We’ve previously written about the Gambling Commission’s decision to prohibit the use of credit cards to pay for all online and offline gambling activity, which was taken back in January.
On Tuesday this week, that ban, announced in conjunction with the Department for Culture, Media and Sport, came into force. From now on, the only gambling-related items you can purchase using a credit card are tickets and scratchcards for a non-remote lottery, such as the National Lottery. (Even then, you’ll need to be paying for other things in the shop at the same time.)
The credit card ban means that, in the UK, if you want to bet, you’ll have to deposit cash into an account with the operator or use your debit card instead.
At the same time, payments via e-wallets will only be permitted if they stop the use of credit cards to fund gambling.
The timing is certainly interesting now that we are in the midst of a pandemic-related lockdown, which has already given rise to fears that the associated boredom and isolation could potentially put more people at risk of compulsive gambling, even though there is currently no organised sport to bet on.
Charity GamCare, for example, says that while it is still too early to say whether problem gambling is increasing, and calls to its helpline have actually decreased in recent weeks, more punters were actively looking to stop the self-exclusion programmes that cut off their access to betting online.
Clearly, the concern with credit cards is not just over how much debt can be built up through them, but how providers’ fees can add to total sums owed.
Gambling with credit cards: the background
It’s important to remember that most gamblers do not fund their gaming activities with credit cards. The Gambling Commission says research suggests that, among Britain’s 10.5m regular gamblers, less than a tenth (around 800,000 people) are thought to use their credit cards.
Of those who do put their gambling on plastic, an even smaller number (some 175,000) are reckoned to be gamers whose activities potentially put them in financial danger.
The credit can ban follows:
- A review from the Commission into online gambling
- A pubic consultation on the issue towards the end of last year
- A government study of gaming machines and social responsibility measures
At the same time, in a bid to tackle potentially problematic gambling during lockdown, the Commission has:
- Worked with Twitter so users of the social media site can restrict what gambling-related content they see
- Highlighted UK gambling sites’ facilities which let players limit what they spend there
- Reminded people of the GAMSTOP self-exclusion service, which all UK gambling sites must provide (licences are suspended for non-compliance)
- Stepped up its monitoring of non-UK, unlicenced gambling websites which try and attract gamblers in the UK
The Commission’s chief executive Neil McArthur hailed the move as a ‘milestone’ and said:
This ultimately reduces the risks of harm to consumers from gambling with money they do not have.
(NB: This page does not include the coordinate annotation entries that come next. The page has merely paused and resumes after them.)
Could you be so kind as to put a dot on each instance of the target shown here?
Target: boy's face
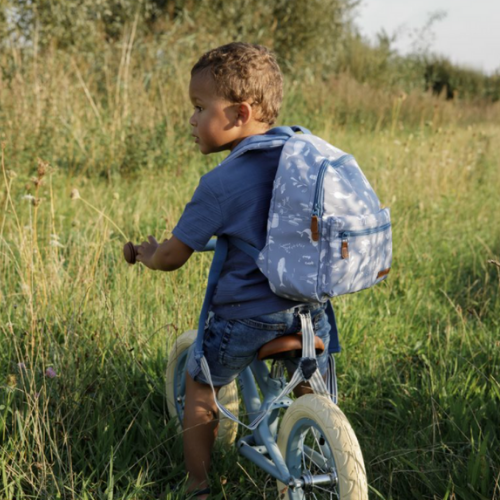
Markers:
(213, 118)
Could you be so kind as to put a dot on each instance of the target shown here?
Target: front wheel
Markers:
(321, 450)
(175, 388)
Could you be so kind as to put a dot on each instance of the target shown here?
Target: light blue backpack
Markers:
(327, 234)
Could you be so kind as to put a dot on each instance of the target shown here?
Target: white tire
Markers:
(315, 437)
(176, 366)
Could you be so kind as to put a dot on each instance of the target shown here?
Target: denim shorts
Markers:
(230, 345)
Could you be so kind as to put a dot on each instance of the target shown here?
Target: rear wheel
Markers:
(175, 388)
(321, 450)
The ban comes at a vital time as we are seeing an increase in the use of some online products, such as online slots and virtual sports … and an increase in UK consumer interest in gambling products since the lockdown began. This highlights how important it is for gambling operators to keep people safe, and the credit card ban will help that. He added that further measures would also be needed in the future, with the finance industry and gaming operators, alongside the credit card ban.
Where can I get help?
There are numerous sources of help if you believe you or someone close to you may have a problem with gambling:
- GamCare – Free support, information and counselling for UK-based gamers. Operates the National Gambling Helpline.
- NHS – National clinic for those aged 16+ in England and Wales with complex gambling-related problems.
- Gamblers Anonymous UK – Has locally-based support groups taking a 12-step recovery approach, like AA; also offers friends and family support.
At Roger, we’re very clear that gambling should always be a pleasure – fun rather than a compulsion or otherwise problematic, with players remaining in control at all times. That is exactly how it is for the vast majority of those who have the odd flutter or enjoy the occasional slot game.
So we’d always welcome any move which prioritises safety. We also know, as mentioned above, that most gamblers neither relied on plastic nor experienced problems with their gambling when they did, and feel confident that the impact of the move on industry operators will be minimal.
However, unfortunately, playing on credit can sometimes make it too easy to continue gambling after the sensible thing to do would be to stop, in a bid to win back losses. And we’re aware that a small yet important minority of those who gamble have amassed huge debts by playing this way – according to the Gambling Commission, sometimes totalling tens of thousands of pounds.
That’s why we’re very pleased to see the ban brought in, along with other measures aimed at curbing potentially troublesome gambling.